Название: The Book of Swords
Автор: Gardner Dozois
Издательство: HarperCollins
Жанр: Героическая фантастика
isbn: 9780008274672
isbn:
Indeed. I never had time for a wife. I’ve had offers; not from women, but from their fathers and brothers—he must be worth a bob or two, they say to themselves, and our Doria’s not getting any younger. But a man with a forge fire can’t fit a wife into his daily routine. I bake my bread in its embers, toast my cheese over it, warm a kettle of water twice a day to wash in, dry my shirts next to it. Some nights, when I’m too worn-out to struggle the ten yards to my bed, I sit on the floor with my back to it and go to sleep, and wake up in the morning with a cricked neck and a headache. The reason we don’t quarrel all the time is that it can’t speak. It doesn’t need to.
The fire and I have lived sociably together for twenty years, ever since I came back from the wars. Twenty years. In some jurisdictions, you get less for murder.
“The term sword,” I said, wiping dust and embers off the table with my sleeve, “can mean a lot of different things. I need you to be more specific. Sit down.”
He perched gingerly on the bench. I poured cider into two wooden bowls and put one down in front of him. There was dust floating on the top; there always is. Everything in my life comes with a frosting of dark grey gritty dust, courtesy of the fire.

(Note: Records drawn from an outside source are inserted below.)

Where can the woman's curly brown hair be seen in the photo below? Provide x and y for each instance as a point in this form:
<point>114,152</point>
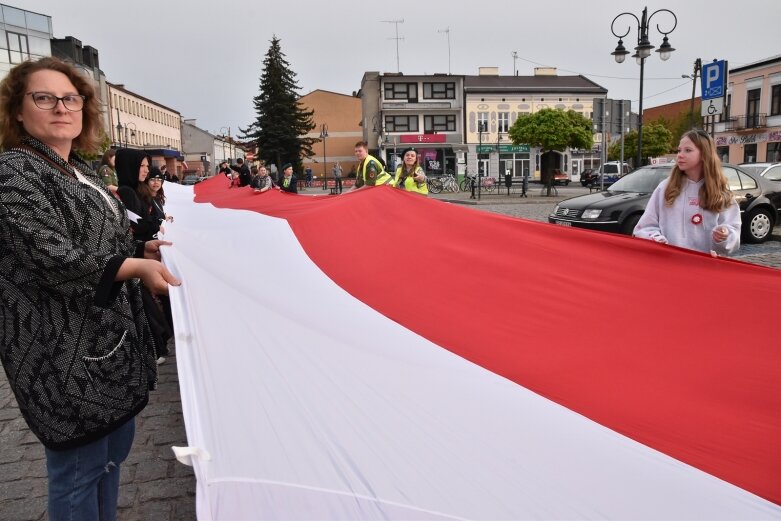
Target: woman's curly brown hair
<point>13,89</point>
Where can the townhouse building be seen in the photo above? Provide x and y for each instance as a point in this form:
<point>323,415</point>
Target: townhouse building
<point>422,111</point>
<point>460,124</point>
<point>493,103</point>
<point>337,119</point>
<point>750,129</point>
<point>138,122</point>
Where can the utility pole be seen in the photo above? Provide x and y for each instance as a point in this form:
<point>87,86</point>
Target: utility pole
<point>697,70</point>
<point>447,31</point>
<point>396,22</point>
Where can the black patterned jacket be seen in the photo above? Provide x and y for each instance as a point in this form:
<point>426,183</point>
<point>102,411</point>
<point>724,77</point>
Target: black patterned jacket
<point>74,343</point>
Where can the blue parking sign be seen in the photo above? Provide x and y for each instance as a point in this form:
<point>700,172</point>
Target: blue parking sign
<point>714,79</point>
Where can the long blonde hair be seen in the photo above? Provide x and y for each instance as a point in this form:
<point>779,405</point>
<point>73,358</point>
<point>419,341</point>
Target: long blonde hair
<point>714,193</point>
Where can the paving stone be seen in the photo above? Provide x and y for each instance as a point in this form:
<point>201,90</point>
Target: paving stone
<point>156,511</point>
<point>31,510</point>
<point>14,471</point>
<point>127,495</point>
<point>151,471</point>
<point>163,489</point>
<point>155,409</point>
<point>180,470</point>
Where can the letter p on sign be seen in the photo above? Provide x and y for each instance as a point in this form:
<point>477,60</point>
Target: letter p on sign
<point>713,80</point>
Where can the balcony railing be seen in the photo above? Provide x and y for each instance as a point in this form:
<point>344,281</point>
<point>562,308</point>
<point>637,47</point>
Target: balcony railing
<point>748,121</point>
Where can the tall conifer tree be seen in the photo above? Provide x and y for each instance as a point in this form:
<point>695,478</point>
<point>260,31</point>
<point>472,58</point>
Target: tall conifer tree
<point>281,122</point>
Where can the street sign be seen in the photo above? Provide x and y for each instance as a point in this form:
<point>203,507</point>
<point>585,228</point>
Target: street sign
<point>714,79</point>
<point>712,107</point>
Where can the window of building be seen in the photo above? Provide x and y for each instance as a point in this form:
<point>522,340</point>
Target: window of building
<point>775,100</point>
<point>433,124</point>
<point>504,121</point>
<point>482,121</point>
<point>406,91</point>
<point>13,16</point>
<point>752,108</point>
<point>439,90</point>
<point>401,123</point>
<point>750,152</point>
<point>18,50</point>
<point>773,152</point>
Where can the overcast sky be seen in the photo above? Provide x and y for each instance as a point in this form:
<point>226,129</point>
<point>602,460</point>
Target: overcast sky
<point>204,58</point>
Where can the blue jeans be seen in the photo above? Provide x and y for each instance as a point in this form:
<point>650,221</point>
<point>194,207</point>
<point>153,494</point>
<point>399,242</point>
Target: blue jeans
<point>84,482</point>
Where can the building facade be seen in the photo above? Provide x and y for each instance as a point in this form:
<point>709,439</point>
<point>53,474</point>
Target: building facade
<point>421,111</point>
<point>750,129</point>
<point>25,36</point>
<point>337,120</point>
<point>494,102</point>
<point>138,122</point>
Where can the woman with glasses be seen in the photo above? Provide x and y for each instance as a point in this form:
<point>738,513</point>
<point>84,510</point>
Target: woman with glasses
<point>74,340</point>
<point>155,182</point>
<point>409,175</point>
<point>694,207</point>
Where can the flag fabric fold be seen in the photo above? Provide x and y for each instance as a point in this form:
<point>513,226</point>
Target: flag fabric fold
<point>381,355</point>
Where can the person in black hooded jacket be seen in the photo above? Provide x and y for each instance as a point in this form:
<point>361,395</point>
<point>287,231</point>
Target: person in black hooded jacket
<point>132,168</point>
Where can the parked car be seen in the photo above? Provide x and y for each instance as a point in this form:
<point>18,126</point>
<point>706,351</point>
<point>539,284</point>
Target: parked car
<point>587,175</point>
<point>559,177</point>
<point>618,209</point>
<point>770,171</point>
<point>607,174</point>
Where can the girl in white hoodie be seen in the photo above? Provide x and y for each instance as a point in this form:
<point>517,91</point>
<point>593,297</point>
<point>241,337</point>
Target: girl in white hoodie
<point>694,207</point>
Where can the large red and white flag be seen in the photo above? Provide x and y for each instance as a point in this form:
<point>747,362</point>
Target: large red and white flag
<point>380,355</point>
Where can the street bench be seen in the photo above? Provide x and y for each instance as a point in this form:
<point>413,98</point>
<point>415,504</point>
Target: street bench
<point>516,184</point>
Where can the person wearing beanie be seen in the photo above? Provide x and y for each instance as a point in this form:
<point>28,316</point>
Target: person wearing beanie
<point>132,170</point>
<point>155,181</point>
<point>289,182</point>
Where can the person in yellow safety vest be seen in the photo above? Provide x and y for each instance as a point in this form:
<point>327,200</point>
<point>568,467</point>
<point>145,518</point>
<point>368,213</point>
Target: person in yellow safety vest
<point>370,171</point>
<point>409,175</point>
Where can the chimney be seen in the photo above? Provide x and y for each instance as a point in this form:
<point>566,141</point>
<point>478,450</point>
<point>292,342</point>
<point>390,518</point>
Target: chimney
<point>488,71</point>
<point>545,71</point>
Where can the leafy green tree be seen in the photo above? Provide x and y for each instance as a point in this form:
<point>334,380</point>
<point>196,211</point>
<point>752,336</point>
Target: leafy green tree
<point>281,122</point>
<point>657,141</point>
<point>553,129</point>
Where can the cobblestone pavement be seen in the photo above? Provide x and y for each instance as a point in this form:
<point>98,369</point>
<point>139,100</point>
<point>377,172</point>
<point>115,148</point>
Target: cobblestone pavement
<point>154,485</point>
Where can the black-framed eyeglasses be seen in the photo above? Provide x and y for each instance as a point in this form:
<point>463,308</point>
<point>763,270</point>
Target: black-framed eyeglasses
<point>47,101</point>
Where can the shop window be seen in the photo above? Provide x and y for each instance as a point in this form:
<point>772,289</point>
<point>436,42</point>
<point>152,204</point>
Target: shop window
<point>401,123</point>
<point>445,123</point>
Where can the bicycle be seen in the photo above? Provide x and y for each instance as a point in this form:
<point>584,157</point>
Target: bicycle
<point>435,185</point>
<point>449,182</point>
<point>486,183</point>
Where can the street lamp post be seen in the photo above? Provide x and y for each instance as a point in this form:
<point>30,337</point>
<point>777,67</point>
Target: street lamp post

Bless him, he did his best to pretend it wasn’t there and took a little sip, like a girl.
“There’s your short riding sword,” I said, “and your thirty-inch arming sword, your sword-and-shield sword, which is either a constant flattened diamond section, what the army calls a Type Fifteen, or else with a half length fuller, your Type Fourteen; there’s your tuck, your falchion, your messer, side-sword or hanger; there’s your long sword, great sword, hand-and-a-half, Type Eighteen, true bastard, your great sword of war and your proper two-hander, though that’s a highly specialised tool, so you won’t be wanting one of them. And those are just the main headings. Which is why I asked you; what do you want it for?”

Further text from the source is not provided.